Division of Cardiology, Peter Munk Cardiac Centre, Toronto General Hospital, Toronto, Ontario, Canada.
Division of Cardiology, Peter Munk Cardiac Centre, Toronto General Hospital, Toronto, Ontario, Canada.
J Am Soc Echocardiogr. 2021 Dec;34(12):1262-1272. doi: 10.1016/j.echo.2021.07.015. Epub 2021 Aug 8.
Left ventricular (LV) apical aneurysm is a unique morphological entity and novel adverse risk marker existing within the broad phenotypic spectrum of hypertrophic cardiomyopathy (HCM). Its true prevalence in the HCM population is likely underestimated because of inherent limitations of conventional noncontrast echocardiography. The authors hypothesized that contrast echocardiography is a reliable imaging technique compared with cardiovascular magnetic resonance (CMR) for the detection of apical aneurysms. The aim of this study was to assess the effectiveness of contrast echocardiography in the detection of LV apical aneurysms in patients with HCM in comparison with the gold standard, CMR.
One hundred twelve patients with HCM identified from an institutional clinical database, who underwent echocardiographic and CMR examinations within 12 months and had LV apical aneurysms identified on either or both imaging modalities, were retrospectively analyzed. Discordant cases were reviewed by an expert panel, and a consensus was reached regarding the presence or absence of an apical aneurysm. The reason for any discrepancy was recorded.
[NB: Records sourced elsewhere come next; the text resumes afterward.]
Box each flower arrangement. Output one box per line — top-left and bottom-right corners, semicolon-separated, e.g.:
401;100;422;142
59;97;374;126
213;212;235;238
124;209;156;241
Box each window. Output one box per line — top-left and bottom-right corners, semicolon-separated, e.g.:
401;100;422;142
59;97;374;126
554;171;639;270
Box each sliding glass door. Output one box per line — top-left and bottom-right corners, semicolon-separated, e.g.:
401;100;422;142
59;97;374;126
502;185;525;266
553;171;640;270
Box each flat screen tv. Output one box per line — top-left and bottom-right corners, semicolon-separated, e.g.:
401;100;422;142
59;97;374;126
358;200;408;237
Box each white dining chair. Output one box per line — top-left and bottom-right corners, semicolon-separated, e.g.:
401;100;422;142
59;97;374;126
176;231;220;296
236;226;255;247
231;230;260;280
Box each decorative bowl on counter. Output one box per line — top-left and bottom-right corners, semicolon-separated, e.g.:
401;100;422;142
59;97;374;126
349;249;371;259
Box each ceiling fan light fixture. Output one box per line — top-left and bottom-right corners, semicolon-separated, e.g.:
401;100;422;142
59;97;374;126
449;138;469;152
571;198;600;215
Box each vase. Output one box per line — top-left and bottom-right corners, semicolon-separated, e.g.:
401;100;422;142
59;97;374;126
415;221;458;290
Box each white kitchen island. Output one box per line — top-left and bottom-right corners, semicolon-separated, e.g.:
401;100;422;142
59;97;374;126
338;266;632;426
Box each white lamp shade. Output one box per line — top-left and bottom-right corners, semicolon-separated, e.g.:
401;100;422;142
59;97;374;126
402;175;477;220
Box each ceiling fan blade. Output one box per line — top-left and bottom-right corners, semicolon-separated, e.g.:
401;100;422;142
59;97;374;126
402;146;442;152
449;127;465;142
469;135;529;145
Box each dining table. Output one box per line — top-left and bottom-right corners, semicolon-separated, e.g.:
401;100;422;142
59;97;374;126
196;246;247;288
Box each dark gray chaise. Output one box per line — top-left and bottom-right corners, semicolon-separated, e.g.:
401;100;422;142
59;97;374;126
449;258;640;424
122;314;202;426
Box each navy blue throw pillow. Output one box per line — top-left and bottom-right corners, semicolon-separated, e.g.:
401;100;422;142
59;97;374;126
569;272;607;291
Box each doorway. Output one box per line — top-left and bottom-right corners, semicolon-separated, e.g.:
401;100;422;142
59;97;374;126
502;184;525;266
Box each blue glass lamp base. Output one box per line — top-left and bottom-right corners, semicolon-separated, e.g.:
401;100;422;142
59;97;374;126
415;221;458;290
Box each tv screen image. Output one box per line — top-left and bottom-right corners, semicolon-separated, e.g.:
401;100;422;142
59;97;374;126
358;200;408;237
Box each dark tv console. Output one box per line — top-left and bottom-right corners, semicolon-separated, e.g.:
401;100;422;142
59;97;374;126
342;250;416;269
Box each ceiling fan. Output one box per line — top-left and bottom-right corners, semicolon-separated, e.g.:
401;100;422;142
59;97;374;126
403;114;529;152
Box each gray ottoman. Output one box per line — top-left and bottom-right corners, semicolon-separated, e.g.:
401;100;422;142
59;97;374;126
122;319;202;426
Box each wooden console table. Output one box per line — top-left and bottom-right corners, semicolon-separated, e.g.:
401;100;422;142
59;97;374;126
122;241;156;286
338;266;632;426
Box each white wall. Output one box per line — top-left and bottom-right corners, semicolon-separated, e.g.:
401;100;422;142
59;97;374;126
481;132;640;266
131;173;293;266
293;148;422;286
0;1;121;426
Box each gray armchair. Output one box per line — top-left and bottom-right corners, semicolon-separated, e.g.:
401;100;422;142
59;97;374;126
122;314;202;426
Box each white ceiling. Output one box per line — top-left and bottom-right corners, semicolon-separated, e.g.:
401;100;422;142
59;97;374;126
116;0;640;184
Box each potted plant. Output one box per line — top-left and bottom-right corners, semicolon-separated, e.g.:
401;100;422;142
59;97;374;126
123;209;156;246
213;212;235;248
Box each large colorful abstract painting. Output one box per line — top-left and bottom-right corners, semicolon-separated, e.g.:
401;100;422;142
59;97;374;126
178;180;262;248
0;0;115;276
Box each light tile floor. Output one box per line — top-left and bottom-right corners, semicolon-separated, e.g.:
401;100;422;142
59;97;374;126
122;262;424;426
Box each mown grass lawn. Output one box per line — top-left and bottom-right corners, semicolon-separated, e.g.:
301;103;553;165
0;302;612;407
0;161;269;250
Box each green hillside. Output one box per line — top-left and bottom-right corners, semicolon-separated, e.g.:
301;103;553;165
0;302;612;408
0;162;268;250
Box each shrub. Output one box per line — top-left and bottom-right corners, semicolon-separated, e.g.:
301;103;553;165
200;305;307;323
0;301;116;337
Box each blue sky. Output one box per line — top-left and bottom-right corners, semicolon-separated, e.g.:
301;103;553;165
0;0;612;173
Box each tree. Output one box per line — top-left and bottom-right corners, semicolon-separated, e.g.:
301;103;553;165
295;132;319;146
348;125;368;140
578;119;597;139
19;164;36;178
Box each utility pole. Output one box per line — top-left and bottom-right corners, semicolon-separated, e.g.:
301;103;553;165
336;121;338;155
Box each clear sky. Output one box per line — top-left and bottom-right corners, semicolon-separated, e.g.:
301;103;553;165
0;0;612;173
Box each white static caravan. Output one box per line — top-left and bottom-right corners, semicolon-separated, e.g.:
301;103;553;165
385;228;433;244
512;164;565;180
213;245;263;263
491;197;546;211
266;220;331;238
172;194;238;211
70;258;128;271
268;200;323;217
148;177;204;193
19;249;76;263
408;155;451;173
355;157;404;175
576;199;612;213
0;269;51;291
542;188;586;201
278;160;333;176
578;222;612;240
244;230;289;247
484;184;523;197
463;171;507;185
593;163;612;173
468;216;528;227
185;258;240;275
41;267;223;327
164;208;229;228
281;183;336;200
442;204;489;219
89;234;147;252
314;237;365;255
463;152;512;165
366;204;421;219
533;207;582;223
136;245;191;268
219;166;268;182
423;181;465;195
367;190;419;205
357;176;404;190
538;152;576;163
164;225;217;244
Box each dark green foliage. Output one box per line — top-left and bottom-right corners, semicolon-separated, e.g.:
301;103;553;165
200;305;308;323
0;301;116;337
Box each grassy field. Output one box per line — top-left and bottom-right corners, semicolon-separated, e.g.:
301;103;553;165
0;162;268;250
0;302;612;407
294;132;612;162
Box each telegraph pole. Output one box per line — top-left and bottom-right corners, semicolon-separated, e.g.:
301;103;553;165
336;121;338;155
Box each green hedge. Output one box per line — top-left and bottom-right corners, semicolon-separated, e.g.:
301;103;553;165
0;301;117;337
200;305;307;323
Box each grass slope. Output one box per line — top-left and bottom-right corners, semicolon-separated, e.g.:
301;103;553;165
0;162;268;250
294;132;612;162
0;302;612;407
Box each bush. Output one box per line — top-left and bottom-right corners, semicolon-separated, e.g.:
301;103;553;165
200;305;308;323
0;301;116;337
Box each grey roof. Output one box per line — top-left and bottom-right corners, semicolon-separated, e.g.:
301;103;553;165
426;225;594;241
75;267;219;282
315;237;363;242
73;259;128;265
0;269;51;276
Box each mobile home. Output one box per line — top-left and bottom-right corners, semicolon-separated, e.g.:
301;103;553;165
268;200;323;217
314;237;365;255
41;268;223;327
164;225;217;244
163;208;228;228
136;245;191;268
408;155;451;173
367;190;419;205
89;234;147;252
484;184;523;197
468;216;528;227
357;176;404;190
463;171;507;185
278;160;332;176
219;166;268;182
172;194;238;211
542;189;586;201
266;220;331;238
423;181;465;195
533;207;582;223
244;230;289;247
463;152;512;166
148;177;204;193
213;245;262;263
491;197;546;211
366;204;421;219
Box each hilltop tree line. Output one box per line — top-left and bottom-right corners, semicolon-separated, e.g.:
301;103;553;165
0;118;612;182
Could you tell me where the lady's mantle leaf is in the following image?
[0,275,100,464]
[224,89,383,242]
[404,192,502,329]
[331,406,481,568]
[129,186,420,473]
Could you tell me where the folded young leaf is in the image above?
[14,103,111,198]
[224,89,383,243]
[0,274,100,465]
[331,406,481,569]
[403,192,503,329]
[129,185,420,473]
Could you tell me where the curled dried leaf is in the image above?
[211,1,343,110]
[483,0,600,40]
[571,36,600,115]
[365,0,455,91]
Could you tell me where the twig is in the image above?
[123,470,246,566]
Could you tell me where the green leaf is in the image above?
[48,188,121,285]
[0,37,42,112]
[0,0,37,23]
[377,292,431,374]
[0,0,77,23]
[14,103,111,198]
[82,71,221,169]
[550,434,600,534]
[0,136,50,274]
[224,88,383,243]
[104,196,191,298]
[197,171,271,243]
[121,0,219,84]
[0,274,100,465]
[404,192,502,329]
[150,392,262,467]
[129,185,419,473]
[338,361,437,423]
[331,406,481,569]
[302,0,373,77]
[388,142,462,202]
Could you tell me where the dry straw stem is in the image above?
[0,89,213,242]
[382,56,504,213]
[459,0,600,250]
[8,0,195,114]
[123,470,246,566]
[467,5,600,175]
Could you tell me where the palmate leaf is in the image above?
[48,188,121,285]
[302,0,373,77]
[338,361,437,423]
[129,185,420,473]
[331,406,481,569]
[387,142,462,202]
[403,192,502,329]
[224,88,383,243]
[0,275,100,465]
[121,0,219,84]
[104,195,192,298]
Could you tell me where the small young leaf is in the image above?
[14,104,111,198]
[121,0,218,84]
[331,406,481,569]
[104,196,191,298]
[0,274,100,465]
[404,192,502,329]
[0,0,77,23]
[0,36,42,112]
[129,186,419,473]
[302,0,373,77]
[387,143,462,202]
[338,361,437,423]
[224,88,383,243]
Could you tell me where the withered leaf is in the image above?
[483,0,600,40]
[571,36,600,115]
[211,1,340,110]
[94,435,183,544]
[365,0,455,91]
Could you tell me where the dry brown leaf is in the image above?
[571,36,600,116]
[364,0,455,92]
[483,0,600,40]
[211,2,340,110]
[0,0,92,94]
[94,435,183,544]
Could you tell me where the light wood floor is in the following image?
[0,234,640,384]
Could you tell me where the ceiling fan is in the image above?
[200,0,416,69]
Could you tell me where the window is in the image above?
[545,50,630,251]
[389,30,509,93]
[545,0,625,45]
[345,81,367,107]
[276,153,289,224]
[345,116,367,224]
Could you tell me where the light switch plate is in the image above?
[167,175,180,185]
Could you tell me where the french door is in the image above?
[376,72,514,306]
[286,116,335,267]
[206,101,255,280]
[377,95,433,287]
The mean age of the patients was 59 ± 13 years, and 73% were men. Sixty-four (57%) underwent contrast echocardiography. The median interval between echocardiography and CMR was 118 days (interquartile range, 61-237 days). Thirty-nine patients (35%) had discordance between echocardiographic and CMR findings, of whom 20 had aneurysms reported on echocardiography but not CMR and 19 vice versa. Upon reanalysis by the expert panel, aneurysms were initially missed on CMR in 16 patients (80%), largely because of interpretation error secondary to small aneurysms, with a mean aneurysm size of 0.82 ± 0.38 cm in these cases. Before secondary review by the expert panel, contrast echocardiography had sensitivity of 97% compared with 85% for CMR (P = .0198) and 64% for noncontrast echocardiography (P = .0001). After secondary review, contrast echocardiography had sensitivity of 98% compared with 67% for noncontrast echocardiography (P = .0001) and 97% for CMR (P = 1.00).
Contrast echocardiography has high sensitivity for detecting LV apical aneurysms and should be used routinely in the evaluation and risk stratification of patients with HCM.
左心室(LV)心尖部瘤是肥厚型心肌病(HCM)广泛表型谱内存在的一种独特形态实体和新型不良风险标志物。由于传统非对比超声心动图固有的局限性,其在 HCM 人群中的真实患病率可能被低估。作者假设与心血管磁共振(CMR)相比,对比超声心动图是一种可靠的成像技术,可用于检测心尖部瘤。本研究旨在评估对比超声心动图在检测 HCM 患者 LV 心尖部瘤中的有效性,并与金标准 CMR 进行比较。
从机构临床数据库中回顾性分析了 112 例 HCM 患者,这些患者在 12 个月内接受了超声心动图和 CMR 检查,并且在任意一种或两种影像学检查中均发现了 LV 心尖部瘤。对有差异的病例由专家小组进行复查,并就心尖部瘤的存在与否达成共识。记录出现差异的原因。
患者的平均年龄为 59±13 岁,73%为男性。64 例(57%)进行了对比超声心动图检查。超声心动图和 CMR 之间的中位间隔时间为 118 天(四分位间距,61-237 天)。39 例(35%)的超声心动图和 CMR 检查结果存在差异,其中 20 例在超声心动图上报告有心尖部瘤,但 CMR 上未报告,19 例反之亦然。在专家小组重新分析后,在 16 例患者(80%)中,CMR 最初漏诊了心尖部瘤,主要是由于小的心尖部瘤导致的解释错误,这些患者的心尖部瘤平均大小为 0.82±0.38cm。在由专家小组进行二次复查之前,对比超声心动图的敏感性为 97%,而 CMR 的敏感性为 85%(P=0.0198),非对比超声心动图的敏感性为 64%(P=0.0001)。在二次复查后,对比超声心动图的敏感性为 98%,而非对比超声心动图为 67%(P=0.0001),CMR 为 97%(P=1.00)。
对比超声心动图对检测 LV 心尖部瘤具有高敏感性,应在 HCM 患者的评估和危险分层中常规使用。